The Earthmen were nasty pieces of work, and I was curious to know the identity of their leader, and my erstwhile protector against these lowly beasts.

Earthmen.

Where did that name come from? It was a fitting description, but I was sure it was not a name of my invention. I must have heard it before, or more likely, read it before, was not my quest characterised by characters from fiction? The thought prompted me to think more deeply. I was on to something here. What was the name of the book?

I struggled against my bonds in my frustration to remember, and the chair rocked from side to side.

The Silver Chair! 

The memory of the book I had read as a child popped up in my mind from nowhere. It was part of the Chronicles of Narnia by CS Lewis, whom I saw in my visit to Oxford with Albert. Underground creatures called Earthmen, featured in The Silver Chair, but they were nothing like the vicious primitives who had captured me. Yet there was undoubtedly a connection. They must be mutants who evolved from the original fictional species as they escaped the confines of the novel and became part of the living world.

Darwinian evolution in the world we know is the process by which populations of living things change and develop over time by selecting chance mutations that offer an advantage for the survival of future generations.

In this dimension, it seems that mutations can be selected for survival, not by the original species, but by somebody who wants the mutations to survive for their own advantage. It would have to be a person of great power to make this happen. Who could it be? Somebody from the pages of fiction, not a good person, and it had to be a supernatural being.

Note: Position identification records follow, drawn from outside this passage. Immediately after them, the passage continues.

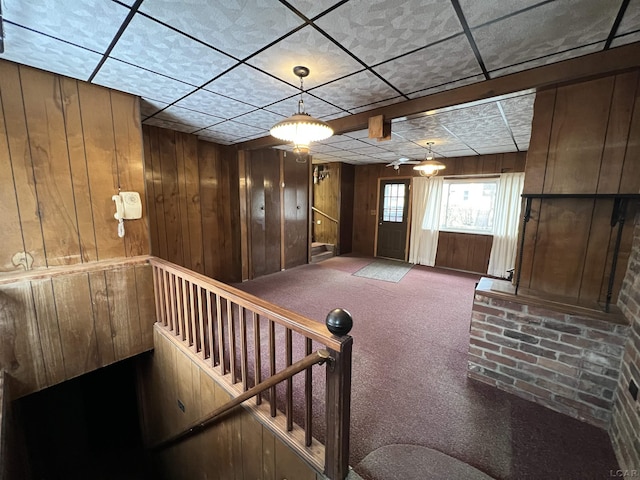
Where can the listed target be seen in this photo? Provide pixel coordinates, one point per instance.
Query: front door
(392, 218)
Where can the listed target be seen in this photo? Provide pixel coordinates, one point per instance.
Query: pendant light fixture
(429, 167)
(301, 128)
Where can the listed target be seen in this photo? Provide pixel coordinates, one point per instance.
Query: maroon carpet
(409, 375)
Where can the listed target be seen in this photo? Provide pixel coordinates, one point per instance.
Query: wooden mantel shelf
(505, 290)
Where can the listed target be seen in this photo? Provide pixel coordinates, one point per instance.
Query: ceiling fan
(402, 161)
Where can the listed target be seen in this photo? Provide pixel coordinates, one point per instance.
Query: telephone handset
(128, 207)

I thought for a moment, then it came to me. Of course! It had to be!

Excitedly, I struggled to free myself. The chair edged closer to the lip of the precipice, and I peered down into the body of the cavern below.

What I saw took my breath away.

All my previous thoughts vanished from my mind.

Far below me, a line of weary slaves with rope harnesses strapped to their backs dragged logs of wood to feed a huge fire. This was the only source of light, and it burned like a distress beacon. The fire was set on a giant step cut into the rock, and a gap in the roof above formed a natural chimney to let out the smoke.

An overseer in a black leather tunic idly cracked his whip as a signal to a group of slaves to roll on more fresh logs and keep the flames high. The slaves seemed programmed to complete specific tasks and did not show any emotion.

I wondered where I was.

Had I fallen into Hell?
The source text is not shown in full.